ADA News: The ADA's Action for Dental Health Campaign features initiatives to improve the oral health of all Americans. The campaign has three key parts: provide care now to people suffering from untreated dental disease, strengthen the public health safety net and deliver education and prevention in communities. The initiatives require collaborations with other health professions, government agencies, community leaders, legislators and the public. What is the rationale for this effort?

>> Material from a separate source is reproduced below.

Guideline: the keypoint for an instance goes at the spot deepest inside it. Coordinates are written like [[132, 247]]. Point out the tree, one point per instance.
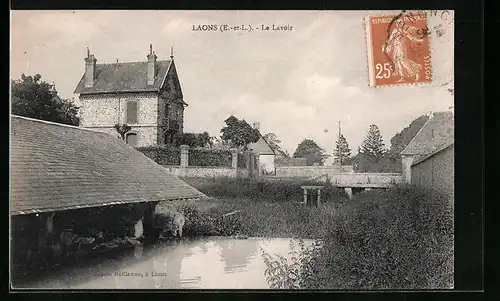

Dr. Norman: It is clear that the barriers to access vary from state to state and sometimes within states. Any real solutions will require a variety of initiatives that can be customized to deliver specific results. With the Action for Dental Health campaign, we have developed a suite of initiatives that states can embrace to address their unique problems within their individual constituencies.
ADH was one of the initiatives that we introduced at the President-Elect's Conference this year, followed by three phone-call webinars dedicated to sharing the successes in individual states. Since its formal introduction at the Washington Leadership Conference, this campaign is gaining momentum at the state level. The feedback has been excellent and it appears that states are participating according to their local needs. I think this is the first time we have developed an organized strategy that can be utilized in any jurisdiction for addressing some of the major issues surrounding access to good oral health.